Primaire : Thierry Dias : Quatre clés pour renouveler l’enseignement des maths

A la suite des résultats catastrophiques en mathématique de la France à l’évaluation internationale Timss, Le Café pédagogique consacre aujourd’hui un article à Thierry Dias, didacticien des mathématiques à la HEP Vaud et auteur d’un ouvrage récent intitulé Nous sommes tous des mathématiciens. Des clés pour faire aimer les maths à tous vos élèves (Magnard). Extraits.

Que faire après Timss ? Les résultats désastreux des écoliers français dans l’évaluation internationale Timss imposent de revoir l’enseignement des maths au primaire. Professeur à la Haute Ecole de Pédagogie de Lausanne (Suisse), un pays bien classé dans les évaluations internationales, Thierry Dias propose 4 leviers pour l’enseignement des maths dans un petit livre clair et pratique : Nous sommes tous des mathématiciens. Des clés pour faire aimer les maths à tous vos élèves (Magnard). Pour lui, nul besoin d’aller à Singapour. Les solutions sont à notre portée…

Enseigner les maths, Thierry Dias a commencé à le faire aux Minguettes, un quartier très populaire de Vénissieux. « Quand on ne sait pas faire son métier, on va le faire là où c’est le plus difficile », remarque-t-il. Après quelques années d’exercices à Givors, dans un autre quartier prioritaire, il intègre les nouveaux IUFM comme formateur avant de continuer sa carrière à la Haute Ecole de Pédagogie de Lausanne.

La formation des enseignants du primaire à l’enseignement des mathématiques : comparaison entre la France et la Suisse

Avant de renaitre avec les Espe, la formation des enseignants en France a connu des années de destruction avant d’être brutalement supprimée sous Darcos. J’ai connu l’Ecole normale (centres de formation qui ont précédé les IUFM NDLR). Les futurs enseignants y suivaient deux années de formation avec un volume d’heures de cours conséquent sur les fondamentaux. En IUFM, les étudiants n’avaient pas la moitié de heures dispensées en Ecole normale.

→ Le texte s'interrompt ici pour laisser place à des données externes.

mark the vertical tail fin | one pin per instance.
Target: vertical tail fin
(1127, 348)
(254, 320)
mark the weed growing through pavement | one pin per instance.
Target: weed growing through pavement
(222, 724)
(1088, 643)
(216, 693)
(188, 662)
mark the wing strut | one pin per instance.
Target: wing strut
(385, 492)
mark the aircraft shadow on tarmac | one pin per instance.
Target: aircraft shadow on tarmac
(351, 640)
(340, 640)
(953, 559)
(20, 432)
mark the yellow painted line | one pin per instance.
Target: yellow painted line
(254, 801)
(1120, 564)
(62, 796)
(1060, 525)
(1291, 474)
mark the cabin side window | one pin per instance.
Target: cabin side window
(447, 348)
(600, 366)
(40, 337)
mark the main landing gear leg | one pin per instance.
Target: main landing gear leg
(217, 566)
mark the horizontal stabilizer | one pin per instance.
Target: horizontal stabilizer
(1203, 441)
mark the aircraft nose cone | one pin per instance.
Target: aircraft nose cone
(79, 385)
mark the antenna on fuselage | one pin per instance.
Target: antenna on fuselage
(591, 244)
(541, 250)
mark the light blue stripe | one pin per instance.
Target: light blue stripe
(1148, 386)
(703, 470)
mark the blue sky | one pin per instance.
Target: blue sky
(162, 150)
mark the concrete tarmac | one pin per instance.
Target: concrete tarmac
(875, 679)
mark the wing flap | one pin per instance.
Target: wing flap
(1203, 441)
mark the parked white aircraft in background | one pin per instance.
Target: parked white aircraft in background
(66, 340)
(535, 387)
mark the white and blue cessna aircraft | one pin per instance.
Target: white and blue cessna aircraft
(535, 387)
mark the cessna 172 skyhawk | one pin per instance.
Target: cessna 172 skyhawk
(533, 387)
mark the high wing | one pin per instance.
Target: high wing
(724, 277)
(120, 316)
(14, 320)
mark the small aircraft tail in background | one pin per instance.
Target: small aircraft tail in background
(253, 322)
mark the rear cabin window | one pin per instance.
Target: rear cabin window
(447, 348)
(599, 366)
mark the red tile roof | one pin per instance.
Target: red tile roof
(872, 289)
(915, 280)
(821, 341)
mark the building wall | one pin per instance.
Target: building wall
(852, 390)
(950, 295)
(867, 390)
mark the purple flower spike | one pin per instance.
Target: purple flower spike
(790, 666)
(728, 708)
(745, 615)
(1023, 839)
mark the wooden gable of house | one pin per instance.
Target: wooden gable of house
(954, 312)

Il y a eu une véritable déliquescence graduelle de la formation des futurs enseignants du primaire. En plus on privilégiait l’alternance mais ces heures où les étudiants faisaient des remplacements se faisaient au détriment de leur formation. Pour des étudiants qui ont souvent de grandes lacunes en maths c’était insuffisant.

Ici en Suisse, il y a un vrai investissement dans l’éducation. Les futurs enseignants du premier degré suivent trois années de formation avec un niveau d’exigence très supérieur. Notamment les notes ne se compensent pas : il faut qu’ils soient bons partout. On peut déplorer l’absence d’ambition de la politique de formation en France.